In classification tasks, we are given a training set T={X,t}, where X={xi} is the set of training data vectors and t={ti} is the set of vector labels.
Linear classifiers use linear functions to model the mapping from input vector to output labels, that is, the classifier is defined as a function of linear combination of the input vector
t=f(\sum_i x_i \theta_i) = f(x*\theta)
In binary classification problems, $f$ is usually a sign function where
f(y) = { +1, y >= 0;
{ -1, y < 0.
Therefore
x * \theta = 0
defined a decision plane, theta is the normal vector of this plane. So the problem turns into finding the optimal decision plane, i.e. optimal theta to separate the training points according to their labels.
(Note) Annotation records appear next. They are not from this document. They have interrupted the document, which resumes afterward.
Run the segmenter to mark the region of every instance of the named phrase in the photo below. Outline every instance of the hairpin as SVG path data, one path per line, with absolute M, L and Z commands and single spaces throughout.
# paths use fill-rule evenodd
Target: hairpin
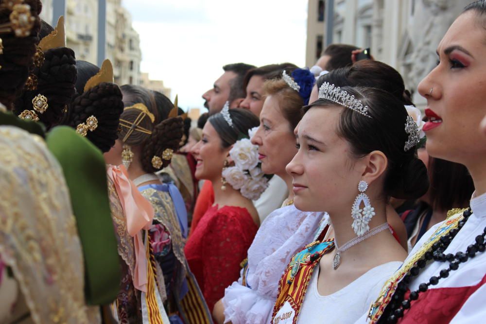
M 35 22 L 28 4 L 17 4 L 12 7 L 10 21 L 0 24 L 0 34 L 13 32 L 16 37 L 27 37 Z
M 228 123 L 228 125 L 230 127 L 233 127 L 233 120 L 231 120 L 231 116 L 229 115 L 229 102 L 227 101 L 225 103 L 225 105 L 223 106 L 223 109 L 221 110 L 221 115 L 223 116 L 223 118 L 225 119 L 226 120 L 226 122 Z
M 98 119 L 93 116 L 88 117 L 86 123 L 82 122 L 76 127 L 76 131 L 81 136 L 86 136 L 88 131 L 92 132 L 98 127 Z
M 368 115 L 368 106 L 363 106 L 361 102 L 339 87 L 334 86 L 329 82 L 322 84 L 319 88 L 319 99 L 326 99 L 350 109 L 352 109 L 366 117 L 372 118 Z
M 288 85 L 289 86 L 294 89 L 297 92 L 300 90 L 300 86 L 296 82 L 295 82 L 292 77 L 287 74 L 285 70 L 284 70 L 282 72 L 282 79 L 283 81 L 285 82 L 285 83 Z
M 420 130 L 415 120 L 410 116 L 407 116 L 407 121 L 405 123 L 405 131 L 408 134 L 408 139 L 405 143 L 403 148 L 405 152 L 415 147 L 420 140 Z
M 35 111 L 43 114 L 49 106 L 47 103 L 47 98 L 39 93 L 32 99 L 32 106 Z

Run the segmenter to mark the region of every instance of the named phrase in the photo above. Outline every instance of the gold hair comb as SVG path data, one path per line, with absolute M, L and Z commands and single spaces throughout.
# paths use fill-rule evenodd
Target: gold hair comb
M 108 59 L 103 61 L 100 71 L 86 83 L 84 92 L 86 92 L 102 82 L 113 83 L 113 66 Z
M 54 30 L 41 40 L 39 47 L 43 51 L 57 47 L 66 47 L 66 30 L 63 16 L 59 17 L 57 25 Z

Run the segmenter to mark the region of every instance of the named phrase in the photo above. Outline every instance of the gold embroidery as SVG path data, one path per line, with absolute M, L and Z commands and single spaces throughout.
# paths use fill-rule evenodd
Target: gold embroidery
M 62 171 L 38 136 L 0 127 L 0 254 L 38 323 L 99 323 Z

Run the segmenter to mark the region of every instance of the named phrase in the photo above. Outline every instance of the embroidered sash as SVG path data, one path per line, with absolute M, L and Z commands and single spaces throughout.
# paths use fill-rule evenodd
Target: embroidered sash
M 457 223 L 463 218 L 462 213 L 464 211 L 464 209 L 453 209 L 450 211 L 448 214 L 450 216 L 446 221 L 437 229 L 414 256 L 406 263 L 404 263 L 399 268 L 393 276 L 385 283 L 380 293 L 379 297 L 370 307 L 367 319 L 370 323 L 375 324 L 378 323 L 386 306 L 390 303 L 399 283 L 410 269 L 416 265 L 416 262 L 422 258 L 425 253 L 429 251 L 434 243 L 438 241 L 441 237 L 447 235 L 451 230 L 457 227 Z
M 280 282 L 272 316 L 272 324 L 295 324 L 312 273 L 321 258 L 334 248 L 334 240 L 315 241 L 296 254 L 287 266 Z

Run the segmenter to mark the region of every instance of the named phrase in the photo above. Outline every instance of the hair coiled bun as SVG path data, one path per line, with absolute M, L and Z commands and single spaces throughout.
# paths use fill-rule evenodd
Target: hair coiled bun
M 148 140 L 142 150 L 142 167 L 148 173 L 158 171 L 152 166 L 152 159 L 154 156 L 162 157 L 164 151 L 167 149 L 175 152 L 184 134 L 183 122 L 181 117 L 169 118 L 163 121 L 154 128 Z M 171 160 L 162 159 L 162 168 L 171 163 Z
M 98 127 L 88 131 L 86 137 L 102 152 L 107 152 L 118 138 L 120 115 L 123 109 L 122 98 L 118 85 L 102 82 L 72 101 L 68 125 L 75 129 L 94 116 L 98 120 Z
M 31 14 L 35 18 L 30 35 L 17 37 L 10 33 L 0 36 L 3 46 L 3 54 L 0 55 L 0 102 L 8 109 L 12 109 L 12 104 L 25 84 L 39 43 L 39 13 L 42 5 L 38 0 L 25 0 L 24 3 L 31 6 Z M 0 11 L 0 23 L 10 22 L 11 13 L 8 10 Z
M 59 124 L 65 115 L 65 109 L 75 93 L 74 84 L 77 76 L 76 58 L 72 50 L 58 47 L 44 52 L 44 61 L 35 68 L 37 77 L 37 89 L 24 90 L 15 103 L 17 115 L 24 110 L 33 109 L 32 100 L 38 94 L 47 98 L 49 107 L 39 119 L 48 128 Z

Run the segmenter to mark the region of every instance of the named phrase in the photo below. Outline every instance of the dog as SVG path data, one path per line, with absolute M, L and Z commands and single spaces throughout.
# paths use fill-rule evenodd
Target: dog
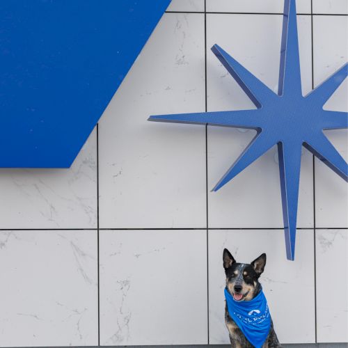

We can use the number of classification mistakes as the evaluation metric for all the planes. Other metrics can also be used here. It is easy to observe that when we make a mistake t * f(x * \theta) < 0 which is equivalent to t x * \theta. So we hope to increase t x * \theta for all points that are mistakenly classified. Therefore, we maximize the loss function
L = \sum_i t_i x_i * \theta
The algorithm is to adapt theta for each mistakenly classified test point to increase the above target function. That is
1. Repeat until convergence
2. For each training point (x, t)
3. If tx * theta < 0 (i.e. there is a mistake)
4. \theta <-- \theta + tx
After each adaptation tx * theta will increase because
tx*(\theta + tx) = tx * \theta + ||x||^2
> tx * \theta
This is the perceptron algorithm.
After each adaptation, the \theta may be adjusted to perform better on the mistakenly classified training point, but other new mistakes may also appear. It is proved that this perceptron algorithm will converge when the points are linearly separable. Otherwise this algorithm may never converge.